African leaders are trying to alleviate tensions in Tigray as Ethiopia said it had seized another town. But Addis Ababa said mediation was a long way off and denied suggestions it had targeted civilian locations.
Leaders from across Africa attempted Monday to initiate some form of reconciliation in Ethiopia's escalating internal conflict, two days after rocket strikes on Eritrea's capital.
Ugandan President Yoweri Museveni held talks with Ethiopia's Deputy Prime Minister Demeke Mekonnen in Gula, northern Uganda. He said discussions "focused on the peace and security issues affecting Ethiopia currently. Being one of the oldest countries that was not colonized in Africa, Ethiopia is the pride of the continent."
Former Nigerian President Olusegun Obasanjo on Monday left for the Ethiopian capital of Addis Ababa to mediate in the crisis, his spokesman said.
What is the background to the conflict?
Ethiopian Prime Minister Abiy Ahmed declared on November 4 he had ordered military operations in its northern Tigray region in a dramatic escalation of a long-running feud with the local ruling party, the Tigray People's Liberation Front (TPLF).
On Monday, Ethiopia said it had captured another town. Defense Minister Dr Kenna Yadeta told DW: "All their [TPLF's] actions testify to their high level of frustration. They have no more strength, capability and time to intensify wars in the region."
He also accused the TPLF of giving out misinformation. "They claimed to have shot down air force jets, and to have won over about ten thousand government forces.
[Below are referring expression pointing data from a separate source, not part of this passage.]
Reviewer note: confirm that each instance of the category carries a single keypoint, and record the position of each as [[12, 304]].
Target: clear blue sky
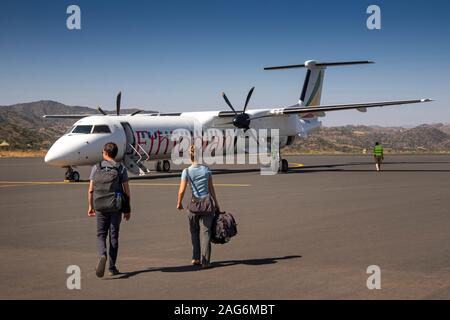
[[179, 55]]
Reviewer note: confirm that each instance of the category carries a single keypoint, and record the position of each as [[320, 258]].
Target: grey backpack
[[107, 189]]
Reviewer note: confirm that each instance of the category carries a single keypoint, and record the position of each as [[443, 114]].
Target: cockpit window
[[82, 129], [69, 130], [101, 129]]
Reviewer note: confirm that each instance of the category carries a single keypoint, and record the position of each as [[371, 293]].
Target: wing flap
[[338, 107]]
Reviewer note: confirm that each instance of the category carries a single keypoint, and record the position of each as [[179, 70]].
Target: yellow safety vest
[[378, 151]]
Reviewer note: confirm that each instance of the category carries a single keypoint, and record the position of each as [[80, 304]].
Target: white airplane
[[145, 137]]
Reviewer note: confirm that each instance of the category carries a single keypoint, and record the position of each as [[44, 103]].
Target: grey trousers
[[200, 227], [108, 223]]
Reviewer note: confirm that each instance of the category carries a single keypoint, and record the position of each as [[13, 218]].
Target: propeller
[[119, 98], [101, 111], [241, 120], [136, 112]]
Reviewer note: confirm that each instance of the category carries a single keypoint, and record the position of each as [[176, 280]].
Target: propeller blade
[[101, 111], [136, 112], [248, 98], [119, 97], [228, 102], [254, 137]]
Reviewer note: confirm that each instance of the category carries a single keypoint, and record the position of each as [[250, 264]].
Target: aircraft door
[[130, 139]]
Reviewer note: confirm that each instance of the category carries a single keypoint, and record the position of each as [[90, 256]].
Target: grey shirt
[[123, 175]]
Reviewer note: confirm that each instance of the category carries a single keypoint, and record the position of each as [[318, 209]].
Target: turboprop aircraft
[[145, 137]]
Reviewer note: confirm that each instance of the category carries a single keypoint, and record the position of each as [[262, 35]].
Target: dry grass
[[22, 154]]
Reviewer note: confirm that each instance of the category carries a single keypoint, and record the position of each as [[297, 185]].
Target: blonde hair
[[192, 152]]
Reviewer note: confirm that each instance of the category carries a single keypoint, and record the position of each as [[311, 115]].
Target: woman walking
[[201, 208]]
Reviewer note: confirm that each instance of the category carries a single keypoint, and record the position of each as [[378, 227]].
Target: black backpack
[[107, 189], [224, 227]]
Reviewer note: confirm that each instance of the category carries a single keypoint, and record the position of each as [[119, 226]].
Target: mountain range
[[23, 128]]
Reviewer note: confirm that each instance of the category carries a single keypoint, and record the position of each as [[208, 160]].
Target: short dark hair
[[111, 149]]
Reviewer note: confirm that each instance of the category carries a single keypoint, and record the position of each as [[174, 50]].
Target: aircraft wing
[[359, 106], [67, 116], [320, 110]]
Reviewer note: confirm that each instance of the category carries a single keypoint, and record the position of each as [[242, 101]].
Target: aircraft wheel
[[166, 165], [75, 176], [284, 166]]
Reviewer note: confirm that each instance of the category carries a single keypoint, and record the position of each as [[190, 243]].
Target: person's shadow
[[214, 265]]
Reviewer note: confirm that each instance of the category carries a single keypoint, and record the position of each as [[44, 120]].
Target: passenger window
[[82, 129], [101, 129]]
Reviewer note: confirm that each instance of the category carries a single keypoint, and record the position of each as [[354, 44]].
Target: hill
[[354, 139], [24, 128]]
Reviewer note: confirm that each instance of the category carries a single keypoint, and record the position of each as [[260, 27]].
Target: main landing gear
[[163, 166], [72, 175], [284, 166]]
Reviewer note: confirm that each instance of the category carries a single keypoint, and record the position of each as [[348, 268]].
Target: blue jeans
[[108, 223], [200, 228]]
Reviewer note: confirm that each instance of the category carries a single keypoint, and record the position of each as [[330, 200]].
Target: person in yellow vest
[[378, 155]]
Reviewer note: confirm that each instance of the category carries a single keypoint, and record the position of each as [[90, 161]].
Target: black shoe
[[100, 268], [113, 272]]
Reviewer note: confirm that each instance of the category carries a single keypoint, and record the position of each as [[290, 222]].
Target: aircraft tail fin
[[311, 92]]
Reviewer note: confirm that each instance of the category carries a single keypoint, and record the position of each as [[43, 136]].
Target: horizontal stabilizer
[[312, 64]]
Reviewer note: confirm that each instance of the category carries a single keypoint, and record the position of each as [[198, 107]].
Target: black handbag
[[203, 205], [125, 205]]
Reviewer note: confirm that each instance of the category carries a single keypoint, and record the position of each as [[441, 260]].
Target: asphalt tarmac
[[308, 234]]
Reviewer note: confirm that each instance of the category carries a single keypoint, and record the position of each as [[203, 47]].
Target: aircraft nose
[[64, 152], [56, 156]]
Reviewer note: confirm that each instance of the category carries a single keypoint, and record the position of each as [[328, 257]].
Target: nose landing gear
[[72, 175], [284, 166]]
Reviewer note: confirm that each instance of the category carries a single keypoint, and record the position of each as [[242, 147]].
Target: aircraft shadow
[[334, 167], [304, 169], [214, 265]]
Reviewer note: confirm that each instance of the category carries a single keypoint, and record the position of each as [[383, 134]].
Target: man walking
[[378, 155], [108, 181]]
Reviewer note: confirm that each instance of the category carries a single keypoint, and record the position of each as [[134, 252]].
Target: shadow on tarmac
[[306, 169], [214, 265]]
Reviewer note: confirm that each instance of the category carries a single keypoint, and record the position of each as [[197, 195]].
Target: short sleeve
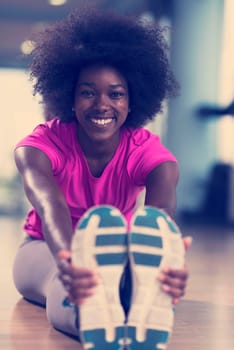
[[45, 138], [147, 154]]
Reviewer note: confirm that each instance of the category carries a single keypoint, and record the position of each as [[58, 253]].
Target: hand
[[174, 281], [80, 283]]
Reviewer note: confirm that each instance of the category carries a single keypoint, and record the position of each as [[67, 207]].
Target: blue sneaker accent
[[155, 242], [100, 242], [147, 259]]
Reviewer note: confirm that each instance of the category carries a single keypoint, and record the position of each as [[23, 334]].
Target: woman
[[103, 77]]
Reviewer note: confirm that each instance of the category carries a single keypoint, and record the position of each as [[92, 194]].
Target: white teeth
[[101, 121]]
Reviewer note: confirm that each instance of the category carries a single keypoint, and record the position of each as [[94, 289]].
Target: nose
[[102, 102]]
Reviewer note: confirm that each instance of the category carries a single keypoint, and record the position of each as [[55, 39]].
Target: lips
[[101, 121]]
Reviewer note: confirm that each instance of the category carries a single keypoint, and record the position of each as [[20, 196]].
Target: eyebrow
[[113, 86]]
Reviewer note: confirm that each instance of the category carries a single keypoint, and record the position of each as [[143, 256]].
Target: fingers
[[187, 242]]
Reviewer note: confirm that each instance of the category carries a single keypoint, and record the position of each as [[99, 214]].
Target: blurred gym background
[[197, 126]]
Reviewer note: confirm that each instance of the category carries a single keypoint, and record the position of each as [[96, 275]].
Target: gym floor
[[204, 319]]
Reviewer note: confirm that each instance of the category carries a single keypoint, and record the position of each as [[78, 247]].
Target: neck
[[98, 148]]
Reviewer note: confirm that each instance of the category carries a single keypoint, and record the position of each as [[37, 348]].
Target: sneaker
[[155, 242], [100, 242]]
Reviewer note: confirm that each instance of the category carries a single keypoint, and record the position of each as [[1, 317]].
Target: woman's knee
[[32, 270], [60, 317]]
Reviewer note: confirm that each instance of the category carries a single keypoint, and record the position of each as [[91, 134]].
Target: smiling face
[[101, 103]]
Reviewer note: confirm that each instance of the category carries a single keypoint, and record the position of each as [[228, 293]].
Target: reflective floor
[[204, 319]]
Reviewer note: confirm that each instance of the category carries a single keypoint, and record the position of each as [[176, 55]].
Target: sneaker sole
[[154, 242], [100, 242]]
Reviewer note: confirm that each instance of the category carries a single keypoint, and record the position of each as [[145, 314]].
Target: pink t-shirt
[[139, 151]]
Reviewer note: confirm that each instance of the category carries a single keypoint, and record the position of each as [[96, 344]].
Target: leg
[[101, 241], [35, 277], [155, 242]]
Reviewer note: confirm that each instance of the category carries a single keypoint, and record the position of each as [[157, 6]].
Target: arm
[[161, 193], [161, 187], [48, 200], [46, 197]]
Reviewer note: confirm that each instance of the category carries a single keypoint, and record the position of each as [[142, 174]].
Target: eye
[[117, 94], [87, 93]]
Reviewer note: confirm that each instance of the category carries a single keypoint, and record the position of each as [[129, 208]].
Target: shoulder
[[140, 136], [55, 126]]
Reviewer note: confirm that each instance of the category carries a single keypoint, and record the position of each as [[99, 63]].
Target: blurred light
[[27, 46], [57, 2]]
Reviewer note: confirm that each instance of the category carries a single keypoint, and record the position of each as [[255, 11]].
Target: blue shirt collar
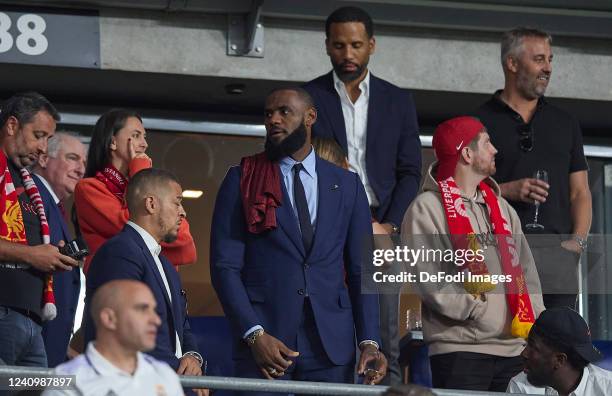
[[286, 164]]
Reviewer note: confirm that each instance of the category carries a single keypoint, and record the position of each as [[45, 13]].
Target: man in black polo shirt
[[27, 121], [532, 134]]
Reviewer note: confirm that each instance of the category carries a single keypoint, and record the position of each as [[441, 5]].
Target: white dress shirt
[[595, 381], [356, 125], [46, 183], [96, 376], [155, 249]]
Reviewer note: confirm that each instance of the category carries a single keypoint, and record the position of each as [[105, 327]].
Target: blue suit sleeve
[[408, 171], [227, 254], [358, 245], [106, 267]]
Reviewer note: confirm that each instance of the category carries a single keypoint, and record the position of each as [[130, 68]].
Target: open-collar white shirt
[[356, 125]]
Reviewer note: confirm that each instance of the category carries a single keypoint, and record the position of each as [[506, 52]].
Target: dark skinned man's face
[[285, 115], [349, 49]]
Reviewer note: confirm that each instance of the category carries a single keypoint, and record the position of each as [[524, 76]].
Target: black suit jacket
[[66, 285], [126, 256], [393, 147]]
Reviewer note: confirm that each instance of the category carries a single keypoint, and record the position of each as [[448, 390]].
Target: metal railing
[[260, 385]]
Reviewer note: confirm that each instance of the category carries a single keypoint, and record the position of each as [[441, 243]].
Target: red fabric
[[103, 215], [448, 140], [261, 192], [462, 235], [114, 180], [12, 228]]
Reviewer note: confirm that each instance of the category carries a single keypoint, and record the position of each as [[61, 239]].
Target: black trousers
[[474, 371]]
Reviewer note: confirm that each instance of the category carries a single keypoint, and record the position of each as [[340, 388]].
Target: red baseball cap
[[448, 140]]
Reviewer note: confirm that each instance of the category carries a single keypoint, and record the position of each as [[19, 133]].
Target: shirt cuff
[[252, 329], [369, 342], [196, 355]]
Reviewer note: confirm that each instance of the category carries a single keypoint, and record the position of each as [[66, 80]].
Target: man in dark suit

It turned out a lie, as they were known to lie during their rule over the past 27 years."
"We [the Government of Ethiopia] can achieve a crushing victory any day from now," he concluded.
Meanwhile, TPLF leader Debretsion Gebremichael called on the United Nations and African Union to condemn Ethiopia's troops, accusing them of using of high-tech weaponry, such as drones, to carry out attacks.
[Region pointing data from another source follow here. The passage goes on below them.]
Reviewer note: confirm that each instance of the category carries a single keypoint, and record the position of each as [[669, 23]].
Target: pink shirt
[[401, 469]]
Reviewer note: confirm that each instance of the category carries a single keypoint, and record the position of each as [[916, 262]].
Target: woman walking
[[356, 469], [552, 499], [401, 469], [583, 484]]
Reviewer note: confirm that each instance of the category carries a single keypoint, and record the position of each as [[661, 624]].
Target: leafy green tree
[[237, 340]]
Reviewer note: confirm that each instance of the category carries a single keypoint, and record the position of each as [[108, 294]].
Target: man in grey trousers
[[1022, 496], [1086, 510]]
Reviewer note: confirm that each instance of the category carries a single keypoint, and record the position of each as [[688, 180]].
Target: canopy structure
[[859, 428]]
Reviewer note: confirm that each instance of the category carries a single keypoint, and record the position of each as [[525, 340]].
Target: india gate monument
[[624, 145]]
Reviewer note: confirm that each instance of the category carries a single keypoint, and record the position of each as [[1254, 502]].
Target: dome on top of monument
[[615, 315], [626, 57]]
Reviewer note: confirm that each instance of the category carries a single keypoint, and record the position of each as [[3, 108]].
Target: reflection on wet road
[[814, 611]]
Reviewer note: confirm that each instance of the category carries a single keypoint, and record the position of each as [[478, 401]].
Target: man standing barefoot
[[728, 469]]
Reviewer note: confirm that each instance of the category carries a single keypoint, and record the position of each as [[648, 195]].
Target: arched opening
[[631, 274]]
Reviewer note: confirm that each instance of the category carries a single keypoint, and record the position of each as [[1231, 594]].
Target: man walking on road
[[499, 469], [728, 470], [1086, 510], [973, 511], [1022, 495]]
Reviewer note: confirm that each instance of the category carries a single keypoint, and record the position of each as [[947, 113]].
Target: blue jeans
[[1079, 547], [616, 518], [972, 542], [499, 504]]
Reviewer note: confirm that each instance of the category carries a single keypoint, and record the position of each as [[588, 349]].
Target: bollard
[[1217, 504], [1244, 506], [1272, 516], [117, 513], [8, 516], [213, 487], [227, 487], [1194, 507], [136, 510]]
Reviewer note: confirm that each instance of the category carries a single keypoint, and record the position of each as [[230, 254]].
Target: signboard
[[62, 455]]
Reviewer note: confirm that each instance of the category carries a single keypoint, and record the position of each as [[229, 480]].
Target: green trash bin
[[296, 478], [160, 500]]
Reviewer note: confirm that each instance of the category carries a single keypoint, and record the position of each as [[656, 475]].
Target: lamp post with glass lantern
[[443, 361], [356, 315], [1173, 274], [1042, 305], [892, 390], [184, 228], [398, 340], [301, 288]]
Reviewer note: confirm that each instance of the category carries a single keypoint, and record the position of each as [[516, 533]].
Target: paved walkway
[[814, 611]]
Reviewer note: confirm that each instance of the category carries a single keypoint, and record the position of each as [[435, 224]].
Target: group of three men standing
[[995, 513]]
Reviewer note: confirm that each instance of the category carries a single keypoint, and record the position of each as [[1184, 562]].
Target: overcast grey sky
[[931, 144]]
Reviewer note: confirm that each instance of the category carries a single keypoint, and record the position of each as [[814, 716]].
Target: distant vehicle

Hundreds of people are reported to have been killed so far in the conflict, some in atrocities as documented last week by Amnesty International.
More than 25,000 Ethiopians have fled into neighboring Sudan as a result of the conflict, according to Sudanese officials.
The conflict could jeopardize the recent opening up of Ethiopia's economy, antagonize ethnic tensions elsewhere, and tarnish the reputation of Prime Minister Abiy who only last year won a Nobel Peace Prize for a peace pact with Eritrea.